When I say that 'my books should mean nothing to me and everything to the reader' I'm stressing the importance of the private journey. It's something that came naturally when I was an artist of psycho-figurative life-size oil paintings in the 80's and 90's. During the openings for these one-man shows, clients would come up to me and tell me the story of the painting as they saw it, what it meant to them. They were wrong, I don't even know what most of those (destroyed) paintings ever meant, but the viewer inserted him/herself into the picture.

There have been many a writer/artist/composer whose MOST MEMORABLE work is the work they themselves didn't love the most. I could do a little more research into this but my vague belief is enough to keep me going on this. I mean, I'll be adamant here and say I will not do the research for you guys, the evidence is all about you. You just have to look. Read enough biographies or letters from 'the stars of the imaginational medium' and you'll see that their favourite piece paled into comparison with their most famous piece. There seems no point in thinking you've just completed 'your most amazing book yet' if it doesn't resonate with the reader on some personal level ... and by this I don't mean, it looks a lot like the last book I read in that vein and I HATE to change my eye-diet.

What I'm saying is you can never second-guess the reader - he's a fucking mystery. What I'm also saying is, yes, you might enjoy what you're writing. To put the passion into the theme/task, you have to. But the book that means EVERYTHING to the read can't mean the same to the writer. It's impossible. If we linearly extrapolate to infinity we find the the more a book has meaning to a reader the less it can have meaning to the writer. The personal journey ensures that the mutual meaning is stretched to a one-dimensional extremeness.

Therefore, though we might think what we write is good (though it's mostly not) we can't expect a book that has meaning to the reader to have any meaning to us. We're just the conveyors of the message. It's the reader who makes something of the books we write. Their own appraisal of your work will be its undoing or its journey into history.

I hope my Silverthought books "Bukkakeworld" and "Planet of the Owls" - due in trade paperback, July 2008 - can find more meaning in the reader than they do to this writer because that's the real mark of MASS MARKET penetration.

UPDATE: this rant has barely been up a day and OUTSIDER WRITERS has asked permission to host this post on their subversive literature site. I gave them permission and it's live already - you can vote for it and leave a comment. Join the non-mainstream debate, fuckers.

3 comments:

Pat said...

Hey, Mike,

I went to the "Outside Writers" site in the hope of exploring a lot more about your post, but, nah, not much exploration there.

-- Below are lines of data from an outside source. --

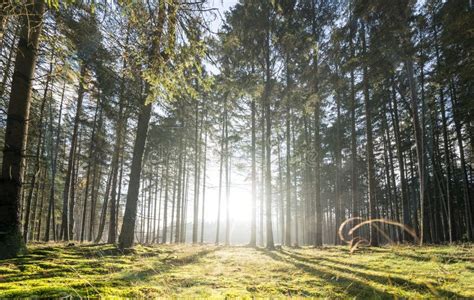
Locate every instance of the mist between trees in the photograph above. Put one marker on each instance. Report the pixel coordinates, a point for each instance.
(141, 122)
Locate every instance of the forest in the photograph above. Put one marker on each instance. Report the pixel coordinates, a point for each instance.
(237, 148)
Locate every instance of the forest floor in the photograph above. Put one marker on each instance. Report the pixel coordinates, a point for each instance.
(57, 270)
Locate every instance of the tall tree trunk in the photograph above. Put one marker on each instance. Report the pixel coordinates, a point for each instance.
(353, 104)
(165, 208)
(88, 171)
(370, 146)
(288, 155)
(204, 185)
(71, 159)
(196, 175)
(126, 237)
(317, 237)
(338, 202)
(253, 224)
(465, 181)
(401, 164)
(227, 176)
(11, 180)
(36, 168)
(268, 142)
(55, 151)
(418, 144)
(103, 214)
(221, 167)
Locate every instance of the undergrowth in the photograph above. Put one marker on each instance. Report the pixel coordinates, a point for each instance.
(56, 270)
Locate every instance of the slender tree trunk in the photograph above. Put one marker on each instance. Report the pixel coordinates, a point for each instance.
(418, 144)
(465, 181)
(71, 159)
(55, 151)
(165, 209)
(196, 176)
(36, 168)
(338, 202)
(204, 186)
(126, 237)
(227, 175)
(11, 180)
(88, 171)
(370, 146)
(103, 215)
(221, 167)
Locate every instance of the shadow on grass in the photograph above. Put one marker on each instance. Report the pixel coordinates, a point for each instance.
(166, 264)
(356, 281)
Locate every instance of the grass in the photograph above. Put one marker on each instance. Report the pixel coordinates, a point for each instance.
(56, 270)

So now I'm sitting here examining statements like "If we linearly extrapolate to infinity we find the the more a book has meaning to a reader the less it can have meaning to the writer. The personal journey ensures that the mutual meaning is stretched to a one-dimensional extremeness." Art/literature through the physicist's or mathematician's eye? I can't help but want to examine a statement like that. Most fun I've had this evening :)

I agree and have witnessed countless authors who moan and groan about how that poem or that story keeps getting reprinted and they never even liked it. Yet, the ones they love, go unnoticed. So, you DO have something here. I hadn't thought about why that's the case. So ... yeah, I've got to spend more time with what you've said here, and wish some of the others would have too.

You never let me down when I want to find something interesting.

Pat

Pat said...

P.S.

You know what just happened? I'd been working on a short story--it was new; I wasn't sure where it was going; the characters ran it; I was involved, unsure, curious, puzzled, and it ended and some small insights came to me. Okay, all good. Then I got feedback and realized that there were things missing in it for others, things they wouldn't understand given the background I know; I revised some; I added three pages to the ending; I rounded out and clarified. And now? It bores me. Curiosity has been killed. I know more than I want. There's no reason for it anymore. Is this the stage at which it becomes accessible for others? (Or did I just really mess up the thing?)

Just still have what you said playing in my head.

Mike Philbin said...

remember, you've also not gotta take advice from a reader (those things'll kill your career)

:)

but, yes, it's a delicate balance, I've just come back off my hols and have been thinking of ways to make my newest book ONE OF US resonate even less with the writer (me) and even more with the reader (you). My technique involves the tricks pulled by many so-called spiritualists.

Should be fun.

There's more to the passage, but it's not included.